When asked by Tom Bradby whether he sees any hope left for some kind of rebellion against this repression from within China, Mr Weiwei said: "To be very honest and on the record and to be clear, I don’t see there’s any force that can challenge China from within China."
"You know, certainly there’s individual minds. But those minds, once they express their feelings, they’re either in jail or being punished In some other way."
Mr Weiwei continued: "So, that is showing clear mindset of this kind of totalitarian control. They don’t believe what they’re saying and they know that we also don’t believe it."

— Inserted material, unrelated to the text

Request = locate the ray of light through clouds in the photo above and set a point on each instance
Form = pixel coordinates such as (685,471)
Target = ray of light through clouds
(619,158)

"But that function works, I can tell you, this kind of evil method of controlling can last for hundreds of years. But if without a really major problem to stop them to develop, they will last forever."
He's been a thorn in the side of the Chinese authorities for more than 10 years.
But alongside the activism, there is always art.
It was his design, of the famous bird's nest stadium that graced the Beijing Olympics of 2008.
In 2010 he was placed under house arrest - the same year his Sunflower Seeds installation took London's Tate Modern by storm.
In 2011 he was arrested at Beijing airport and held for 81 days without explanation.
Now he has a huge new installation, at the Imperial War Museum in London, of bombs dating back a century - physical representations of man's inhumanity to man.
"What this work is really about is history, about human history, the bomb I redesigned for the war and this history relates to the past 100 years of human struggle."